Urea is considered a safe and effective ingredient in many personal care and cosmetic products, including moisturizers, shampoos, and conditioners.
Its ability to attract and retain moisture makes it a popular choice for hydrating and softening the skin and hair.
Overall, urea is a versatile and useful compound with a wide range of applications in various industries and fields, from agriculture to medicine to cosmetics.
Its ability to promote growth, remove excess fluids, and soften and hydrate the skin and hair make it an important ingredient in many products and formulations.
The chemical symbol for urea is CO(NH2)2.

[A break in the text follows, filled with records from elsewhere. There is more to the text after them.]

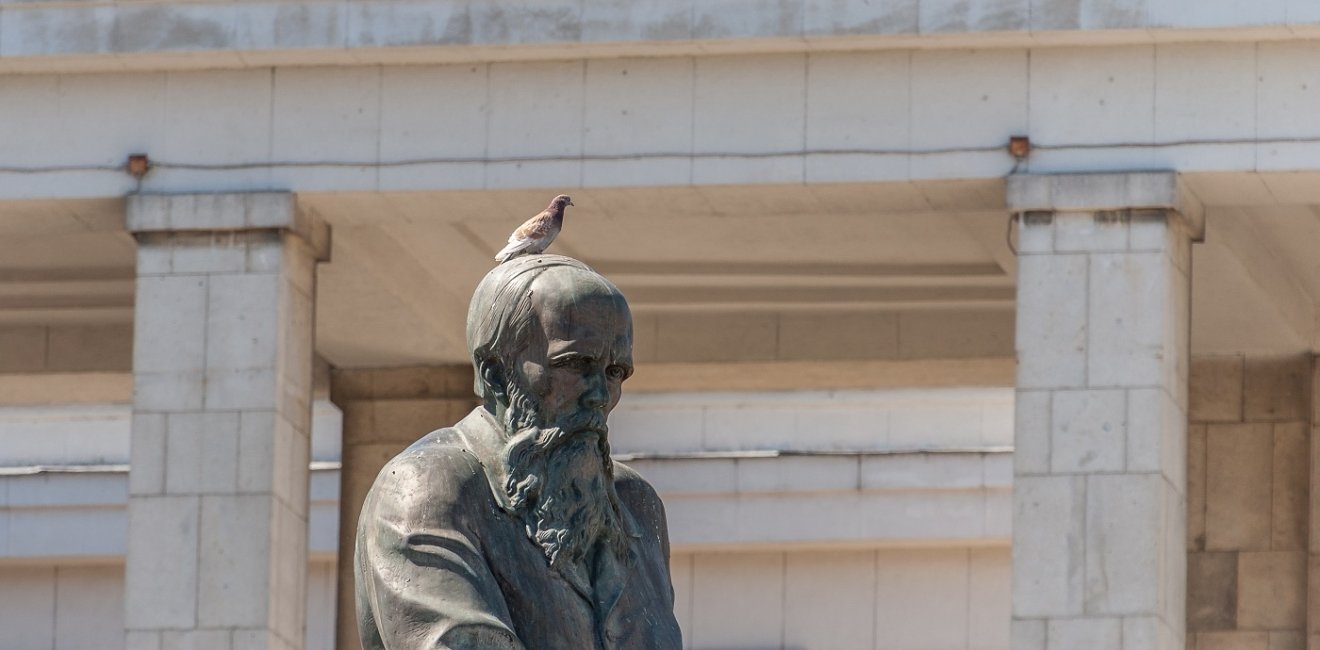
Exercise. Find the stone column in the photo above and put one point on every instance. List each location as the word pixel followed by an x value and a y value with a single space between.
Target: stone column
pixel 384 411
pixel 222 410
pixel 1098 556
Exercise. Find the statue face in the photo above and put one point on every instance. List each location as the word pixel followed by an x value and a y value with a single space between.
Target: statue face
pixel 582 352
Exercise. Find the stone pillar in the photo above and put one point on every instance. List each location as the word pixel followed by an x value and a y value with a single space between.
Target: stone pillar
pixel 384 411
pixel 222 410
pixel 1098 556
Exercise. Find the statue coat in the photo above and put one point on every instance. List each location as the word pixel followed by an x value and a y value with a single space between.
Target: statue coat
pixel 441 560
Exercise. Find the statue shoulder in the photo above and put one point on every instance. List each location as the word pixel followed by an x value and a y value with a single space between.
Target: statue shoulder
pixel 437 468
pixel 636 493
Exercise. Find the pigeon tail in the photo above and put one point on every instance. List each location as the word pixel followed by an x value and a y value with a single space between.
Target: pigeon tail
pixel 511 251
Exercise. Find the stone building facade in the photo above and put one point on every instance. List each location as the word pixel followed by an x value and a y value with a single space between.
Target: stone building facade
pixel 903 383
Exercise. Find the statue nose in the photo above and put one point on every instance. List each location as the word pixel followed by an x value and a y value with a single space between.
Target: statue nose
pixel 597 394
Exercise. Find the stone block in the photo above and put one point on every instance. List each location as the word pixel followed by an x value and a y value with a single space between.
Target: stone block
pixel 1130 308
pixel 1085 633
pixel 89 605
pixel 1088 430
pixel 739 110
pixel 1048 525
pixel 1031 436
pixel 735 428
pixel 910 588
pixel 961 334
pixel 1238 478
pixel 655 430
pixel 143 640
pixel 23 349
pixel 837 336
pixel 730 595
pixel 1212 591
pixel 1196 488
pixel 797 473
pixel 1277 389
pixel 947 427
pixel 717 337
pixel 28 607
pixel 156 599
pixel 989 609
pixel 1158 231
pixel 1290 494
pixel 405 419
pixel 925 470
pixel 1051 323
pixel 829 596
pixel 347 105
pixel 169 391
pixel 1233 641
pixel 104 348
pixel 1027 634
pixel 1125 523
pixel 1080 95
pixel 514 130
pixel 1083 192
pixel 1193 103
pixel 147 449
pixel 235 562
pixel 1150 632
pixel 242 328
pixel 242 389
pixel 202 455
pixel 1216 389
pixel 1156 431
pixel 968 98
pixel 169 330
pixel 1288 640
pixel 1271 589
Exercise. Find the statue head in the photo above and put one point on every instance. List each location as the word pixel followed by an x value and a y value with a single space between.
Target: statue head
pixel 552 344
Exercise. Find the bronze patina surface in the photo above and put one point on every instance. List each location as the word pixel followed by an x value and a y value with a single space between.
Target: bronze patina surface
pixel 514 529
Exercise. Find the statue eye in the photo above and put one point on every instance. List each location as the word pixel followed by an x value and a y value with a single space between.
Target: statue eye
pixel 576 363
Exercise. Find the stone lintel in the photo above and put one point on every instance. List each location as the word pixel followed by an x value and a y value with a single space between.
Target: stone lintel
pixel 227 213
pixel 1106 192
pixel 411 382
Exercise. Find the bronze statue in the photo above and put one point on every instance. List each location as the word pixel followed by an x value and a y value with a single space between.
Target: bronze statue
pixel 514 529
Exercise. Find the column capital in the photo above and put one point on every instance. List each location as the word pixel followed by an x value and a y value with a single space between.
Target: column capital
pixel 227 213
pixel 1106 190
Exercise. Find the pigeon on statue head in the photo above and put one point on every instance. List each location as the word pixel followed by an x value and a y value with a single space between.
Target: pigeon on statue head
pixel 536 234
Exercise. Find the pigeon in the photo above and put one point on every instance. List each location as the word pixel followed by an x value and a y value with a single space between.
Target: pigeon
pixel 536 234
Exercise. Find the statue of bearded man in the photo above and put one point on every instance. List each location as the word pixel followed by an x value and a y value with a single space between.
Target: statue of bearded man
pixel 514 529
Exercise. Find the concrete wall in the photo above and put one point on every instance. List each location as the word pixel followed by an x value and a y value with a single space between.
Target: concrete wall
pixel 945 599
pixel 758 118
pixel 891 599
pixel 1249 482
pixel 81 607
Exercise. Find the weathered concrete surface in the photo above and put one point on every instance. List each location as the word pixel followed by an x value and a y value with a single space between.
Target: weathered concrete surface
pixel 49 36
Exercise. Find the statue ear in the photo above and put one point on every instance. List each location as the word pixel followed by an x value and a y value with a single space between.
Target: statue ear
pixel 493 377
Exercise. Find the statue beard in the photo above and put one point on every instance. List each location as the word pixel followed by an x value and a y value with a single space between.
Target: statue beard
pixel 561 481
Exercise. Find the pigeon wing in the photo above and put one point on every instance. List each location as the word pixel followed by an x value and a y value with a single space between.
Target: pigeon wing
pixel 526 237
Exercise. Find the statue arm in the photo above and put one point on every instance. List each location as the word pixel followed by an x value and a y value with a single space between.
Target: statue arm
pixel 423 580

Various industries and the ways in which urea is used
Used as a nitrogen fertilizer for crops and plants
Used as a reducing agent in diesel exhaust fluid (DEF) to reduce nitrogen oxide (NOx) emissions
Used as a reactant and intermediate in the production of various chemicals, such as plastics, resins, adhesives, and pharmaceuticals
Used as a moisturizer and humectant in skin care products
Used as a dough conditioner and flavor enhancer in baked goods and as a preservative in processed meats
Used as a diuretic medication to treat edema (fluid retention) and congestive heart failure
Used as a finishing agent to improve dye absorption and colorfastness in fabrics
Used as a source of non-protein nitrogen (NPN) to supplement the protein content in livestock feed
Used in natural gas processing to remove sulfur compounds
Used as a paper strengthener and to enhance paper whiteness
Used as a nitrogen source in wastewater treatment to promote the growth of beneficial bacteria
Used as a mordant to fix dyes to fabrics
Used as a tanning agent to preserve and soften animal hides
Used as a toner in black and white photographic processing
Used as a cleaning agent for a variety of surfaces and materials
It’s worth noting that urea has many other uses beyond those listed in this table, including in the production of industrial coatings, water treatment, and even as a component in some explosives.
Urea Interesting Facts
Urea facts & data
Urea was first synthesized in 1828 by Friedrich Wöhler, who accidentally produced it while attempting to synthesize ammonium cyanate.
Urea is found naturally in the urine of mammals and some fish and birds, where it serves as a waste product of protein metabolism.
Urea has a planar, symmetrical structure with two amine groups (NH2) and one carbonyl group (C=O) on either side of a central carbon atom.
Urea is highly soluble in water, with a solubility of 108 g/L at room temperature.
Urea is primarily produced by reacting ammonia and carbon dioxide in a high-pressure, high-temperature process known as the Haber-Bosch process.
In addition to its uses in agriculture, automotive, and other industries, urea is also used in scientific research as a protein denaturant and a component of some laboratory buffers.
Urea has a melting point of 132.7°C and a boiling point of 224.5°C, and is odorless and colorless.
In addition to its use as a diuretic, urea is also used in topical creams and ointments to treat skin conditions such as psoriasis and eczema.
In ancient times, urine was collected and used as a source of urea for various purposes, including in tanning leather and cleaning fabrics.
While urea is generally considered safe for use in its intended applications, exposure to high concentrations of urea can cause irritation and potentially more serious health effects.